Image was taken with a confocal microscope (Leica-Microsystems TCS SP8).

ab202586 staining FHL2 in wild-type U-2 OS cells (top panel) and FHL2 knockout U-2 OS cells (ab264014) (bottom panel). The cells were fixed with 4% PFA (10 min), permeabilized with 0.1% Triton X-100 for 5 minutes and then blocked with 1% BSA/10% normal goat serum/0.3M glycine in 0.1% PBS-Tween for 1h. The cells were then incubated with ab202586 at 1/100 dilution and ab7291 (Tubulin) at 1/1000 dilution overnight at +4°C, followed by a further incubation at room temperature for 1h with a goat secondary antibody to rabbit IgG (Alexa Fluor® 488) (ab150081) at 2 μg/ml (shown in green) and a goat secondary antibody to mouse IgG (Alexa Fluor® 594) (ab150120) at 2 μg/ml (shown in pseudo color red).  Nuclear DNA was labelled in blue with DAPI.

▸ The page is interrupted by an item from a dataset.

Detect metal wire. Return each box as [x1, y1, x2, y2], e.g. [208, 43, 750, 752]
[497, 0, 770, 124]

Image was taken with a confocal microscope (Leica-Microsystems, TCS SP8).

ab202586 staining FHL2 in wild-type U-2 OS cells (top panel) and FHL2 knockout U-2 OS cells (ab264014) (bottom panel). The cells were fixed with 100% methanol (5 min), permeabilized with 0.1% Triton X-100 for 5 minutes and then blocked with 1% BSA/10% normal goat serum/0.3M glycine in 0.1% PBS-Tween for 1h. The cells were then incubated with ab202586 at 1/100 dilution and ab7291 (Tubulin) at 1/1000 dilution overnight at +4°C, followed by a further incubation at room temperature for 1h with a goat secondary antibody to rabbit IgG (Alexa Fluor^® 488) (ab150081) at 2 μg/ml (shown in green) and a goat secondary antibody to mouse IgG (Alexa Fluor^® 594) (ab150120) at 2 μg/ml (shown in pseudo color red).  Nuclear DNA was labelled in blue with DAPI.

Image was taken with a confocal microscope (Leica-Microsystems, TCS SP8).